Also: Roy Halladay rules
I'm not a sabermetrician, but I do play one at Driveline Mechanics.
by devil_fingers on May 16, 2009 10:54 AM EDT reply actions 0 recs
Neato
It’s fun to see a serious, statistically-backed attempt to tackle the “playoff” perspective of the value question. I don’t agree that it is the best way to pick an MVP winner, for example, but this is still a great idea.
by mattybobo on May 16, 2009 12:33 PM EDT reply actions 0 recs
Sabathia and Manny thoughts.
As you can see, a lot of the people who supposedly vaulted their clubs into the playoffs (CC Sabathia, Manny Ramirez, Ryan Howard) aren’t even in the top ten in that category. CC was #15 (which is really incredible when you consider that he was only in the league for a couple of months); however, you have to scroll all the way down to #25 to find Manny and #27 to find Howard.
Using Sabathia as an example, he was good for 4.7 WAR in his half-season with the Brewers. Now, I don’t remember whom he replaced, but I suspect that it wasn’t a guy who is likely to put up a 2.7 WAR in a half-season. Even if he was, that would have theoretically left the Brewers 1.0 game short of the Wild Card berth.
Manny Ramirez gets the same kind of argument. He was the “final piece” for the Dodgers and was worth 3.4 WAR in 1/3 of a season. The Dodgers won the NL West by only 2 games.

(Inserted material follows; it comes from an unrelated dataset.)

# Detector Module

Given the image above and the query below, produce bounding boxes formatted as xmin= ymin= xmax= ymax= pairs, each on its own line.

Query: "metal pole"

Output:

The marginal measurement of playoff probability added only measures the value of the player as the “final piece.” Since your method re-figures WAR into a marginal playoff probability calculation, an actual “final piece” – like Manny or CC – suffers from a skewed perspective.
Yes, Manny Ramirez and CC Sabathia contributed less to their teams’ win totals than several other players, but it can easily be argued that both in fact vaulted their teams to the playoffs.
I enjoyed the article, but the paragraph about Sabathia and Ramirez might have cost you some Idol points.
I liked your use of 3rd Order Wins. Have you thought of any ways to improve upon this? I’m not saying it can be improved, but what would your next step be?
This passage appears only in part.